Saturday, 29 June 2013

Why does Yellow Pages still call me?

Once upon an Era, Yellow Pages was king. That doorstopper of a Directory dropped on my parents' doorstep once every few months, Trade vans prowled the streets with Find us in Yellow Pages'  on a bright yellow sticker on the back, semi obfuscated by 'Watford for the cup' and 'clean me' written into the grime.
Then a cat appeared on the scene. Thomson was his name, the cheeky upstart. The Virgin Atlantic to Yellow Pages' British Airways. Always thinner, but somehow trendier and more useful.
Then Tim Berners-Lee gatecrashed the game. His Internetweb thingy seems to have caught on. 'Google' is now a recognised verb and no-one uses Yellow pages any more.
Do they? Yellow Pages and Thomson are still around, but the tomes are thinner and - be honest - when did you last pick one up?
I cannot see why they still have a team of Sales Consultants to sell advertising space. OK, so they both have websites to complement the  Directory, but why not drop the Directories and Sales Staff? You have to move with the times and as many a bookshop has found out, mainstream printed media is declining as fast as Google's Tax bill.
Drop the hard copy and concentrate on online advertising - even then, competing against the Google juggernaut is uphill. You've missed that window. If Yellow Pages or Thomson had realised the power of the Internet, they could have made a great impact before Google came along and spoilt the party. Too late now.

What should we do? Get someone in your Business to advertise on every site going - but only for the free ads. Some sites have their SEO sorted and appear in Google, others don't, but with so many out there (the 'long tail') there is no point finessing it with paid listings. Google has, what is it, 80% of the Search market? Pay someone to get you results in Google, get a Business Tour to stand out and, if appropriate, use Adwords (but use an expert to prevent too much money being wasted).
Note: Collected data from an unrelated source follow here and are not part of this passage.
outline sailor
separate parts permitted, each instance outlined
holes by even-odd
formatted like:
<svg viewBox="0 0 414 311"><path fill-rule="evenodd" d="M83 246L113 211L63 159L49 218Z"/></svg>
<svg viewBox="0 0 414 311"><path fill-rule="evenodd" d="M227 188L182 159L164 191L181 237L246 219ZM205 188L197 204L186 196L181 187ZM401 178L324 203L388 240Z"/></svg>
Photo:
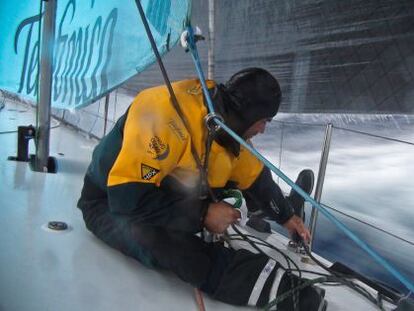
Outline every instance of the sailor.
<svg viewBox="0 0 414 311"><path fill-rule="evenodd" d="M279 109L279 83L264 69L244 69L224 85L207 83L217 114L248 142ZM239 210L222 201L225 189L237 188L251 213L309 241L296 215L304 201L294 191L285 197L270 171L226 132L207 129L198 80L172 87L181 112L165 86L143 90L96 146L78 202L86 227L125 255L170 270L214 299L265 306L299 279L264 254L208 243L198 233L223 233L238 221ZM312 172L303 171L297 183L310 193ZM312 287L299 298L300 310L323 303ZM289 297L278 310L293 305Z"/></svg>

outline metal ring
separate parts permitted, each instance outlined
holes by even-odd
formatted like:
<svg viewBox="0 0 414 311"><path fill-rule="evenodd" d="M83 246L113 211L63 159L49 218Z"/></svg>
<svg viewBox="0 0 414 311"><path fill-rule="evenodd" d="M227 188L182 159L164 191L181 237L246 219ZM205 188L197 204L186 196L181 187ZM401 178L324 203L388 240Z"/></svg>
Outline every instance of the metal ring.
<svg viewBox="0 0 414 311"><path fill-rule="evenodd" d="M209 131L217 132L221 128L221 126L218 125L217 123L215 123L214 119L217 119L221 122L224 122L223 118L220 115L215 114L214 112L207 114L204 117L204 122L206 123L206 126L207 126Z"/></svg>

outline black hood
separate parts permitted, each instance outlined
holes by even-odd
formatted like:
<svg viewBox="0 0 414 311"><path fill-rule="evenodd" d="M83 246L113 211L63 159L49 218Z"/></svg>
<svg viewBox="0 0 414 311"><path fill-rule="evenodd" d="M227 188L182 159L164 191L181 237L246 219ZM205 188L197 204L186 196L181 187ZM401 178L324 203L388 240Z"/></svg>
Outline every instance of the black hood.
<svg viewBox="0 0 414 311"><path fill-rule="evenodd" d="M239 136L255 122L273 118L279 109L282 96L277 80L260 68L239 71L225 85L216 85L210 90L210 94L216 113ZM224 130L217 133L216 141L234 155L239 155L239 143Z"/></svg>

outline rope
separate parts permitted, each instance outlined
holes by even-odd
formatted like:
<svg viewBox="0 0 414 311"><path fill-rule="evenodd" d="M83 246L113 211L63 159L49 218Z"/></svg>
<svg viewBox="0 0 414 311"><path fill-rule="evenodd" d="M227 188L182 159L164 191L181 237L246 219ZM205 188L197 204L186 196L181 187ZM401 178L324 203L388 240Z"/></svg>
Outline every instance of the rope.
<svg viewBox="0 0 414 311"><path fill-rule="evenodd" d="M208 111L213 114L214 116L214 106L213 106L213 101L211 100L210 94L208 92L208 88L207 88L207 84L206 84L206 79L204 77L204 73L203 73L203 69L201 67L201 63L200 63L200 57L198 56L198 51L197 51L197 46L196 46L196 42L195 42L195 38L194 38L194 31L193 28L191 26L187 27L187 31L188 31L188 37L187 37L187 42L188 42L188 48L191 52L191 56L193 58L195 67L196 67L196 71L197 71L197 75L198 78L200 80L201 86L203 88L203 92L205 95L205 98L207 100L207 106L208 106ZM206 95L208 94L208 95ZM217 117L215 116L213 118L217 119Z"/></svg>
<svg viewBox="0 0 414 311"><path fill-rule="evenodd" d="M239 230L237 230L237 228L235 226L233 226L233 230L235 232L237 232L237 234L229 234L227 236L225 236L225 238L229 241L245 241L248 242L253 248L255 248L258 252L260 252L261 254L267 255L262 249L260 249L258 246L264 246L267 247L273 251L277 251L278 253L280 253L283 257L286 258L286 261L288 263L288 268L284 268L282 265L280 266L282 269L284 269L286 271L286 273L292 273L292 272L298 272L298 276L299 278L302 278L302 273L310 273L310 274L315 274L318 275L319 278L318 281L310 281L313 284L316 283L322 283L323 285L327 285L327 286L340 286L340 285L345 285L348 286L349 288L351 288L352 290L354 290L355 292L357 292L358 294L364 296L365 298L367 298L372 304L374 304L375 306L377 306L380 310L384 310L383 309L383 304L382 304L382 299L386 299L387 301L393 303L393 304L397 304L398 300L400 299L401 295L399 293L395 293L394 298L391 297L387 297L387 296L383 296L382 294L378 294L381 295L381 299L379 299L378 295L377 297L374 296L373 294L371 294L370 292L368 292L364 287L362 287L361 285L359 285L358 283L352 281L351 279L353 278L353 276L348 276L348 275L344 275L341 274L339 272L333 271L331 270L329 267L325 266L324 264L322 264L317 258L315 258L310 252L309 252L309 248L306 247L306 245L304 246L305 251L307 252L307 255L316 263L318 264L321 268L323 268L324 270L326 270L328 273L330 274L326 274L326 273L320 273L320 272L316 272L316 271L309 271L309 270L304 270L304 269L300 269L295 261L293 259L291 259L288 255L286 255L285 253L283 253L281 250L279 250L276 246L270 244L267 241L264 241L262 239L260 239L259 237L256 236L252 236L249 234L244 234L242 232L240 232ZM240 238L238 238L240 237ZM253 241L252 239L255 239L255 241ZM229 242L228 241L228 242ZM229 243L229 245L231 246L231 243ZM295 269L292 269L290 267L290 263L292 262L295 265ZM305 281L306 282L306 281ZM308 283L308 284L303 284L303 287L306 286L310 286L312 285L312 283ZM280 301L286 299L288 296L292 295L293 297L293 301L295 301L295 295L298 296L298 291L302 288L302 286L300 287L296 287L294 284L291 285L291 289L289 290L289 292L285 292L285 294L280 295L276 298L276 300L270 301L269 304L265 307L265 310L269 310L274 304L279 303ZM296 298L298 299L298 298Z"/></svg>
<svg viewBox="0 0 414 311"><path fill-rule="evenodd" d="M340 272L334 271L332 270L330 267L325 266L322 262L320 262L315 256L312 255L312 253L309 250L309 247L306 244L302 243L303 248L305 249L306 254L321 268L323 268L324 270L326 270L327 272L329 272L330 274L332 274L333 276L337 277L340 282L342 282L344 285L350 287L351 289L355 290L356 292L358 292L359 294L363 295L364 297L366 297L369 301L371 301L374 305L376 305L380 310L385 310L384 306L382 305L382 301L379 299L380 297L380 293L378 292L377 298L373 297L373 295L371 293L369 293L365 288L363 288L362 286L358 285L355 282L352 282L350 280L348 280L347 278L349 276L342 274ZM365 283L365 282L364 282ZM367 284L369 286L369 284ZM388 301L396 304L397 302L394 301L393 299L387 297ZM389 300L391 299L391 300ZM398 298L397 298L398 299Z"/></svg>
<svg viewBox="0 0 414 311"><path fill-rule="evenodd" d="M208 92L204 74L201 69L201 64L198 57L197 47L194 41L194 34L191 26L188 27L188 46L193 57L196 70L203 86L204 96L207 99L209 105L210 113L214 113L213 105L211 101L210 94ZM210 107L211 106L211 107ZM254 147L247 144L242 138L240 138L232 129L230 129L224 122L218 118L214 118L214 121L218 126L225 130L230 136L233 137L239 144L244 146L248 151L250 151L256 158L258 158L264 165L266 165L270 170L272 170L276 175L283 179L290 187L292 187L300 196L302 196L306 201L312 204L317 208L325 217L327 217L332 223L334 223L341 231L343 231L351 240L353 240L359 247L365 250L376 262L382 265L388 272L390 272L395 278L397 278L402 284L404 284L407 289L414 291L414 285L409 281L402 273L400 273L391 263L379 255L375 250L373 250L367 243L361 240L355 233L353 233L347 226L345 226L341 221L339 221L335 216L333 216L326 208L322 207L318 202L316 202L311 196L309 196L305 191L298 187L289 177L287 177L282 171L275 167L269 160L263 157Z"/></svg>
<svg viewBox="0 0 414 311"><path fill-rule="evenodd" d="M301 283L300 285L291 288L289 290L287 290L286 292L284 292L283 294L277 296L276 299L274 299L273 301L271 301L264 310L270 310L272 307L276 306L279 302L282 302L283 300L285 300L286 298L288 298L291 295L294 295L295 293L299 293L299 291L305 287L317 284L317 283L324 283L327 281L327 278L325 276L321 276L318 277L316 279L310 279L310 280L306 280L305 282Z"/></svg>
<svg viewBox="0 0 414 311"><path fill-rule="evenodd" d="M240 236L242 238L243 241L249 243L250 246L253 247L257 252L264 254L264 252L257 245L262 245L262 246L271 248L274 251L278 252L286 260L286 265L287 265L286 270L287 271L292 270L292 268L291 268L291 264L292 264L296 268L295 270L299 272L299 277L302 277L301 269L296 264L296 262L292 258L290 258L288 255L286 255L284 252L282 252L280 249L278 249L277 247L274 247L270 243L268 243L266 241L263 241L262 239L254 236L254 235L249 235L249 234L242 233L240 230L237 229L237 227L235 225L232 225L232 229L234 230L234 232L237 233L238 236ZM232 234L228 235L229 239L232 239L232 237L234 237L234 236L235 235L232 235ZM255 241L252 241L251 240L252 238L258 240L259 243L255 242Z"/></svg>
<svg viewBox="0 0 414 311"><path fill-rule="evenodd" d="M204 305L203 294L201 291L194 287L194 296L197 303L198 311L206 311L206 307Z"/></svg>
<svg viewBox="0 0 414 311"><path fill-rule="evenodd" d="M161 60L161 56L160 56L160 53L158 52L158 48L157 48L157 45L155 43L154 37L152 36L151 29L149 28L147 18L145 17L145 13L144 13L144 10L142 8L141 1L140 0L135 0L135 4L137 5L139 15L141 16L141 20L142 20L142 23L144 24L145 31L146 31L148 39L151 43L152 50L155 54L158 65L160 67L162 76L163 76L164 81L165 81L165 85L167 86L168 92L170 93L171 103L172 103L174 109L177 111L177 114L181 118L185 129L188 131L188 133L191 133L190 126L187 122L187 119L184 116L184 113L182 112L182 110L181 110L181 108L178 104L178 100L177 100L177 97L175 96L174 90L171 86L171 82L170 82L170 79L168 78L167 71L165 70L164 64ZM203 84L203 86L204 86L205 81L203 80L202 83L203 82L204 82L204 84ZM204 88L203 88L203 90L204 90ZM206 92L208 93L207 89L206 89ZM210 99L210 101L211 101L211 99ZM201 177L200 178L200 190L201 190L200 191L200 197L204 197L206 195L205 193L203 193L204 188L207 188L207 189L209 188L207 175L206 175L205 171L203 170L203 165L201 164L200 157L197 153L197 150L194 146L194 142L192 140L190 141L190 145L191 145L191 153L192 153L193 158L194 158L194 160L197 164L197 168L200 172L200 177ZM211 193L211 191L210 191L210 193Z"/></svg>

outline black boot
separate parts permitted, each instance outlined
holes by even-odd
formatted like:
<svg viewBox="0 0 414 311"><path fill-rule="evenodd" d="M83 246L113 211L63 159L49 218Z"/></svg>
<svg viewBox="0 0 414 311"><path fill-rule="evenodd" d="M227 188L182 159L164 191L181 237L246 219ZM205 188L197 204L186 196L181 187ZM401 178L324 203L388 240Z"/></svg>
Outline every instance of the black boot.
<svg viewBox="0 0 414 311"><path fill-rule="evenodd" d="M317 286L307 286L299 294L299 310L325 311L328 302L324 299L325 290Z"/></svg>
<svg viewBox="0 0 414 311"><path fill-rule="evenodd" d="M285 292L300 286L307 279L300 279L294 274L285 273L280 281L277 296L283 295ZM284 300L277 304L278 311L325 311L327 302L324 299L325 290L323 288L308 285L299 291L289 294ZM296 305L296 308L295 308Z"/></svg>
<svg viewBox="0 0 414 311"><path fill-rule="evenodd" d="M314 184L314 174L312 170L306 169L299 173L298 178L296 179L296 185L298 185L303 191L307 194L311 194L313 190ZM289 201L290 205L293 207L295 211L295 215L300 217L303 221L305 221L305 210L304 210L304 203L305 200L302 198L300 194L298 194L293 188L289 193L289 196L286 197ZM300 241L300 237L297 233L294 233L292 236L292 241L294 243L298 243Z"/></svg>

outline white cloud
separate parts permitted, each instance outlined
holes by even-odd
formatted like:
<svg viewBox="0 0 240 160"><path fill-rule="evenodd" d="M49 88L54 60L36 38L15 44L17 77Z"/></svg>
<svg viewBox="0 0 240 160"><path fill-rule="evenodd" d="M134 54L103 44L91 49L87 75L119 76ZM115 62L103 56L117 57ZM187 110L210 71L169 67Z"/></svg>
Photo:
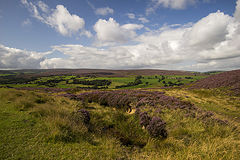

Everything else paid for is just a waste of time. Don't believe me? What happened to QXL, the British equivalent of eBay? The number 2 auction site. Type it in. www.qxl.co.uk. It's now Danish. Would you try and sell anything on QXL? Would you try and advertise anywhere but Google? If you're thinking 'yes', then turn it around. When did you deliberately go to a non-google search engine to look for something? For 'you', read 'your customers'.
Yellow Pages Call Centre Staff. Move on. No-one pays for advertising in your catalogue any more. Why should they?

Tuesday, 5 February 2013

Ten things to think about on Facebook

Ten eleven things to think about on Facebook

1. Hoaxers get a kick on seeing how far things go. Think before you share.
2. Do you really think Walmart, ASDA, Apple etc. are going to give away $50, £25 vouchers just for 'liking' a page? Nah. It usually leads to a survey site, skimming your personal info. Don't go there.
3. Asked by your friends to perform obscure settings changes because of perceived 'privacy' issues? See '1'
4. Not every one wants to play Cityville, Farmville, e-ville and the like. Honestly. Some people play Realville. Don't keep sending them invites if the first was ignored.
5. Warnings circulating about malicious programs. Hoaxes. Google the word facebook and the first line before sending on. Or check Snopes. How many genuine ones have you heard about on the news?
6. Check Snopes and/or Google, anyway for Facebook or email warnings. Usually hoaxes and, let's face it, if it was that bad, we would have heard it on the news first. We're too far down the food chain to be the first to know.
7. Be mean with any personal info you share.
8. Ever wondered why the ads on the right seem to be amazingly relevant to you? Reread point '7'
9. Did I mention that you should check a 'share' before sharing? Takes 10 seconds on Google or snopes.
10. Should you share this? Yes? No? Only to people that keep sharing stuff without checking its veracity first? I dunno, it's up to you.
11. (never could count). If you think this is aimed at you, that is a possibility, but it's not personal, more an attempt to reduce the tat to interesting stuff ratio. Happy 2013.